A Domesticated Cat
In this surrealist scene, a lioness carrying her cub strolls through a museum in front of “paintings” (digitally manipulated photographs) of lions “crowned” with necklaces I designed. The lioness may be giving her cub an art lesson or showing him what he will become when he grows up. Either way, he wishes he were somewhere else, as indicated by his less-than-thrilled expression reflected in the mirror. The tawny colors of the lions in the photographs, the lioness and her cub contrast with the olive green walls and the reddish-brown wooden floor of the room. Intended to be seen close up, this sculpture fits well in small spaces. One-of-a-kind.
Fully appreciating the cub's expression in the mirror requires seeing the up close, making this framed sculpture especially suited for small spaces.
Materials used to create this mixed media scene include wood, mirror, a realistic model of lioness with cub, and paper. Inspired by Necklaces MU 20 and MU 116.

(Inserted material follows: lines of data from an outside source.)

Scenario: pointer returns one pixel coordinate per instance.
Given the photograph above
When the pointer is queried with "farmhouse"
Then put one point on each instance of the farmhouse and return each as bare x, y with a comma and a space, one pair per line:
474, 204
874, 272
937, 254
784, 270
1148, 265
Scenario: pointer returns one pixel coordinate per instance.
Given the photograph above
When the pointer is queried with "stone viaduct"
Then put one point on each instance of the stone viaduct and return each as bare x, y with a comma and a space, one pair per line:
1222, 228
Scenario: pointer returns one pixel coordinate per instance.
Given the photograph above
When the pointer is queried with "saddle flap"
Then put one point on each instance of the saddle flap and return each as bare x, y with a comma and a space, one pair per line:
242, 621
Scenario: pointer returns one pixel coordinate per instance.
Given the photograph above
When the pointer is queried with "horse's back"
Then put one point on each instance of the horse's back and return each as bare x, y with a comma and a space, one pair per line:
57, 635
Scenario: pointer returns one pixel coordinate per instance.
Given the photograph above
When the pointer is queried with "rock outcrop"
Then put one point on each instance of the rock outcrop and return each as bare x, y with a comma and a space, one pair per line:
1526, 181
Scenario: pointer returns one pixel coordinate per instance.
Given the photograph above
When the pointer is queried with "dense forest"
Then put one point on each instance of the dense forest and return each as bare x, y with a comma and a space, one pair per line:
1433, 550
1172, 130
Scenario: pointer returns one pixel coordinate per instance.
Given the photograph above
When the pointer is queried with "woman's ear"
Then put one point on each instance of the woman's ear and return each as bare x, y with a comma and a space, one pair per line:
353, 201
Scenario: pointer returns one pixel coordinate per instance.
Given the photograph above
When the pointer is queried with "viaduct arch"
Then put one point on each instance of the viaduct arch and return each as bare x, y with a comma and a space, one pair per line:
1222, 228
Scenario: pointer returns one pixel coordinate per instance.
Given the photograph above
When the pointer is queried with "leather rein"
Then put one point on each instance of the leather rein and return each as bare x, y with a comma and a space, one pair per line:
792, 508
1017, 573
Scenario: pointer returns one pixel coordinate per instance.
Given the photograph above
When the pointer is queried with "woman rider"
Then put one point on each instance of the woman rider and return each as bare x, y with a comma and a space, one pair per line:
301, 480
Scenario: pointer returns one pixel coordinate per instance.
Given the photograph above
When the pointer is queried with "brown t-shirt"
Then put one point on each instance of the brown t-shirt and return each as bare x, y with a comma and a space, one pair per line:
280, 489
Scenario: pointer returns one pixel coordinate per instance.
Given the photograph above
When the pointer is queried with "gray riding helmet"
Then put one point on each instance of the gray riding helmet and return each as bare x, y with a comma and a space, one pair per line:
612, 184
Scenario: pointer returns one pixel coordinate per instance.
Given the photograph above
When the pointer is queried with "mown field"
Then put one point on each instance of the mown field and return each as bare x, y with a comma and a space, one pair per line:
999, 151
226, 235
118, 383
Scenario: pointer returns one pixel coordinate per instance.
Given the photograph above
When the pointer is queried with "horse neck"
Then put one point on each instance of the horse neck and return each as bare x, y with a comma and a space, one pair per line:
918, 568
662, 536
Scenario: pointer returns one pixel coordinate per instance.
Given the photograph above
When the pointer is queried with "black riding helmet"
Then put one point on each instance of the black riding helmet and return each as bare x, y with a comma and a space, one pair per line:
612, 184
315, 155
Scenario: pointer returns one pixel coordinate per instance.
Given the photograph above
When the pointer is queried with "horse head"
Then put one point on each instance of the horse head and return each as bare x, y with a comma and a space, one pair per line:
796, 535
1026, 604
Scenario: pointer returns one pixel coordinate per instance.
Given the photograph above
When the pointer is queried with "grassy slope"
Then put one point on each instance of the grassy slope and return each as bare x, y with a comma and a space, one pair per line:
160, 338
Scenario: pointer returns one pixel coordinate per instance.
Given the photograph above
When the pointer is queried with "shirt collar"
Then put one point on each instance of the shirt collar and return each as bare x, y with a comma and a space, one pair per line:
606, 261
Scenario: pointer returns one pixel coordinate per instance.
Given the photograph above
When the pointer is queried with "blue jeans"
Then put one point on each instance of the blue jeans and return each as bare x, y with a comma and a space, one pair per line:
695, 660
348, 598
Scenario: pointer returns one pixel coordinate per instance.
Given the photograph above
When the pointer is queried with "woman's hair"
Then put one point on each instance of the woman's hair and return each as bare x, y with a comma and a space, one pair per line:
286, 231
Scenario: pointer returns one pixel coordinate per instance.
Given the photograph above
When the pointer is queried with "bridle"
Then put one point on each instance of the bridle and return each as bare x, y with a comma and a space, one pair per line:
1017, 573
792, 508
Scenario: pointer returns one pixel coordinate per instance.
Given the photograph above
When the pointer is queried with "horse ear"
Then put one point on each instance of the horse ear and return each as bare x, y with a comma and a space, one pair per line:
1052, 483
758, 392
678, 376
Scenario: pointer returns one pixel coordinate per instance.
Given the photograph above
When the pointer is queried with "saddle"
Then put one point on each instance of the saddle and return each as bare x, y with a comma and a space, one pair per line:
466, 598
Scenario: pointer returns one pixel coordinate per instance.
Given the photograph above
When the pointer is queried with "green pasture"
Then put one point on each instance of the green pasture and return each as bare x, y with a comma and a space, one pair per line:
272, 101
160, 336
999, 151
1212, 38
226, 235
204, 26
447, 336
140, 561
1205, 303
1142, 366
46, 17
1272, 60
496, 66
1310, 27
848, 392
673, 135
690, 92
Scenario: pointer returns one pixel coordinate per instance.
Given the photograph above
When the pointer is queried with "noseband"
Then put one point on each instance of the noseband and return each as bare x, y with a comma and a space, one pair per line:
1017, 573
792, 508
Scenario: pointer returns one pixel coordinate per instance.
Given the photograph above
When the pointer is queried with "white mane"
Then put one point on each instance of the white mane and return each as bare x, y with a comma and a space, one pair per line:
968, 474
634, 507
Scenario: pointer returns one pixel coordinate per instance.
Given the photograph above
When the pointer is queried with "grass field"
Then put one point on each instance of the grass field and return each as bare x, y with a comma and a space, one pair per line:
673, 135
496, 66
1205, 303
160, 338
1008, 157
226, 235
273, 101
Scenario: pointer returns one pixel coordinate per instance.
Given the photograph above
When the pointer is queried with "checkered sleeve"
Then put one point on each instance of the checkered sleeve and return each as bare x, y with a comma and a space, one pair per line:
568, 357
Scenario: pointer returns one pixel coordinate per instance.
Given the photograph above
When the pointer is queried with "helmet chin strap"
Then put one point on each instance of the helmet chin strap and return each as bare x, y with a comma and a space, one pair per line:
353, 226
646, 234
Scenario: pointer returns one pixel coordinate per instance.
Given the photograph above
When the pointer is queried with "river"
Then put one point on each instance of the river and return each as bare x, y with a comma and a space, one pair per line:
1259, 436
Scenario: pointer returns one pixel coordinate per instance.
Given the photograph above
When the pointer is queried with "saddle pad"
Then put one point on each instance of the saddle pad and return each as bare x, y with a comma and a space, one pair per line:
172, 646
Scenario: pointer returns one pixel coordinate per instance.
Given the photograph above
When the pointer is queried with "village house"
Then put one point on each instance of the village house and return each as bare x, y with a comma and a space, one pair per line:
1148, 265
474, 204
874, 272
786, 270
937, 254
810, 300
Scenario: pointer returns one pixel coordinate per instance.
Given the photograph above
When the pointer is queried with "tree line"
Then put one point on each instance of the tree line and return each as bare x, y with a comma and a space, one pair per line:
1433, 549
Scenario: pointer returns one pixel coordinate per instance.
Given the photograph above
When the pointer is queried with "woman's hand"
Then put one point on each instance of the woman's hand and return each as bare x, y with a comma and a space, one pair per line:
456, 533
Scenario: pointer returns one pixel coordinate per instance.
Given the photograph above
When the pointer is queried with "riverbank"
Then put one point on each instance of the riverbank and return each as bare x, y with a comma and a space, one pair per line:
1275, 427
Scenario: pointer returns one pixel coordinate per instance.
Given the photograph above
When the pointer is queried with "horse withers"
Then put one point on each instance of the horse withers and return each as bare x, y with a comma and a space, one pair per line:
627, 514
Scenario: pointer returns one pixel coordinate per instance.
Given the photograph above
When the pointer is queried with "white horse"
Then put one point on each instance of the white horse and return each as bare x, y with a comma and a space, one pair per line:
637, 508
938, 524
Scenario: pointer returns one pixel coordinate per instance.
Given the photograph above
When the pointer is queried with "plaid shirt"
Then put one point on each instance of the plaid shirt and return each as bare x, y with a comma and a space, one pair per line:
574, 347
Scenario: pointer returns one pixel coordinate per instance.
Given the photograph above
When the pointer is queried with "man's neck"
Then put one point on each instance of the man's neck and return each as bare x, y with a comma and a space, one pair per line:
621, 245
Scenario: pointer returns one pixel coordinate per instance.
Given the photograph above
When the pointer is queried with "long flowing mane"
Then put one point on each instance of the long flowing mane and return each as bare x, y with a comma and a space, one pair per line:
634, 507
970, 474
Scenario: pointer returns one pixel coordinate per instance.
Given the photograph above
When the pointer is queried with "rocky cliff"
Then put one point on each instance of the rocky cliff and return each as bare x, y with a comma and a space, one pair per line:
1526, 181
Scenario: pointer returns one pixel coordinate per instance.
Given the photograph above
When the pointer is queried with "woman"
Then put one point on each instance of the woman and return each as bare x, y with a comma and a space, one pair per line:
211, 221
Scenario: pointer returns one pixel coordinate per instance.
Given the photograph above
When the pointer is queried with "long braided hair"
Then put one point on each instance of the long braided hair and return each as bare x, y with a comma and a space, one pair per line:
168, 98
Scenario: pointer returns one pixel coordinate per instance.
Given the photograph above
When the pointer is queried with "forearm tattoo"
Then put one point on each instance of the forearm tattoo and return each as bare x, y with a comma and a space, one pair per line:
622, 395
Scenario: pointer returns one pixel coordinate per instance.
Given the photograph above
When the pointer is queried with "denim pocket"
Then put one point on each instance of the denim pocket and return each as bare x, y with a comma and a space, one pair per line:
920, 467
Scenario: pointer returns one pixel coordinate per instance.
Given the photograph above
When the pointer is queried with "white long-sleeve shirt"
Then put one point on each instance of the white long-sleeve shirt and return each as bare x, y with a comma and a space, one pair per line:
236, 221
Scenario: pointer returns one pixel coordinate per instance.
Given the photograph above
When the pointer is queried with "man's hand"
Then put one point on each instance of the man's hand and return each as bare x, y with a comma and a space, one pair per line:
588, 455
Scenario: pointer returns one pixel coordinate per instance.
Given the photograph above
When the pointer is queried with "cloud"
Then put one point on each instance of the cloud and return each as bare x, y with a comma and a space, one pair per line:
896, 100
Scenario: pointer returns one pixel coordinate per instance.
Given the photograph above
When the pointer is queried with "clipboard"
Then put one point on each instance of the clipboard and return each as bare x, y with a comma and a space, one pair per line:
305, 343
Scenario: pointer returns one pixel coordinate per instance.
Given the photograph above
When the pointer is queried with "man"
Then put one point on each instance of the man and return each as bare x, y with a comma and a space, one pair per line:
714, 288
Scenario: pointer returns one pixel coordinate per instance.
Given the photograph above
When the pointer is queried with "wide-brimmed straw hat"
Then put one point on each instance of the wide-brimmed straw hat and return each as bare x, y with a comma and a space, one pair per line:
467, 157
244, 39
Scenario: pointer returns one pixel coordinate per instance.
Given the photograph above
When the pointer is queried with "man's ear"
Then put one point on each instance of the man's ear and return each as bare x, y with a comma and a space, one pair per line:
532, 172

Framed with museum glass in a sophisticated deep wooden frame in collaboration with Chevy Chase Art Gallery, Washington, DC.
Frame color: Black
Size (in inches): 11"H x 13.75"W x 4"D
Ready to hang. Hardware included.
Though many designs appear simple, each work in fact takes several months to create. The final version is rarely the one initially envisioned; the laws of gravity force numerous adjustments. Execution involves a multitude of skills, some of which are acquired specifically to achieve the desired artistic result. In fact, it took several years of experimenting before I even hit upon a technique for creating assemblages.
The framing process is itself a component of the work, both conceptually and artistically. Though the frame is clean and modern in appearance, the framing process is not as simple as it seems. The determination whether to create a "room" (as with Born Free) or an intimate atmosphere (as with What Price Silence) is in fact part of the artistic process.
Works are custom framed to provide sufficient depth to accomplish my artistic goals as well as to support the weight of the work (often 40-60 pounds). The 4-inch deep decorative wooden frame curves outward to bring the work closer to the viewer.
As many designs are supported by the base as well as the backing, the framing process can be tricky. It took several months of experimentation to determine how to create a work that it was practical to frame. The glass protects the work from damaged caused by dust and dusting.